# Electric Fly Zapper



## ♥Saila♥ (Mar 27, 2006)

Has anyone got one of these? I want one for the kitchen xx


----------



## Emelbee (May 15, 2005)

A friend of mine has one, as does my SIL - both rate them highly...

x


----------



## ♥Saila♥ (Mar 27, 2006)

Do you know where they got them from?


----------



## purplejr (May 20, 2009)

Hi,

I've got one that looks like a tennis racket with batteries. Mum bought it me from Maplins. Never used it yet though so couldn't say if it works or not.


----------



## weeble (Dec 5, 2005)

I love em....epsecially when Dp plays up.   They are brill for daddy longlegs, I love to watch them fry.

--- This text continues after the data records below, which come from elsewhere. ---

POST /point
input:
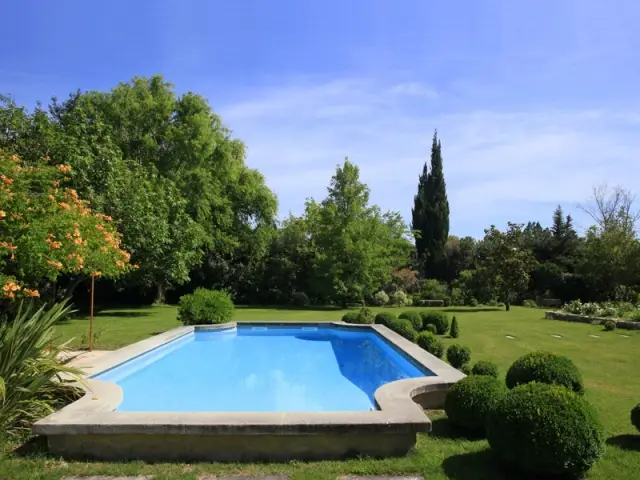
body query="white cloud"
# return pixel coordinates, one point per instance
(495, 161)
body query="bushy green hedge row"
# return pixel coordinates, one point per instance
(542, 424)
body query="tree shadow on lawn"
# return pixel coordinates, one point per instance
(442, 428)
(481, 465)
(625, 442)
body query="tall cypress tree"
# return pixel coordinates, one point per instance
(431, 211)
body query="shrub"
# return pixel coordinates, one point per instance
(414, 318)
(455, 330)
(485, 367)
(398, 298)
(458, 355)
(469, 401)
(432, 344)
(385, 318)
(205, 307)
(299, 299)
(358, 317)
(439, 319)
(381, 298)
(635, 416)
(404, 327)
(31, 369)
(545, 429)
(545, 367)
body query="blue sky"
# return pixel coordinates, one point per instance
(535, 101)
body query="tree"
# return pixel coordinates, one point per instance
(47, 231)
(357, 246)
(430, 213)
(507, 262)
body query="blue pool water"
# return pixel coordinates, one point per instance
(262, 369)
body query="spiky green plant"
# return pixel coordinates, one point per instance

Have to be careful with bluebottles though as they go bang......good fun!


----------



## Ceri. (Sep 6, 2004)

Someone bought my dh the racket one! Hours of endless fun for him in the summer  He bounces them like you would a tennis ball, just to see them spark a bit more. Mean, really mean!


----------



## pobby (Jun 2, 2005)

im gonna report you all to the RSPCI....(royal society for the prevention of cruelty to insects   )
actually I must confess I have used one but i didnt enjoy the perverse pleasure my DP took in using it..poor little flies!

pobby x


----------



## purplejr (May 20, 2009)

Used ours for the 1st time today. Not the easiest and took a while to get the fly to actually touch the grill but very satisfying when it did. But then I have a bit of a sadistic streak and love salting slugs.


----------



## Catb33 (Aug 1, 2006)

I have a bat shaped one which is fab. Big flies and wasps don't die first attempt, though they're stunned, so you have to play keepie uppie on them  

If you want one that is plugged into the mains and goes on teh wall you can go to Nisbetts (think its www.nisbetts.co.uk ) which is a catering supplier and has a range of them. It doesn't ask for any registration, and the minimum order is really low.

/links


----------



## ♥Tamsin♥ (Jun 29, 2004)

Salia -  have a look on ebay under Bug Zapper !!


----------



## ♥Saila♥ (Mar 27, 2006)

Found one! Yay!!


----------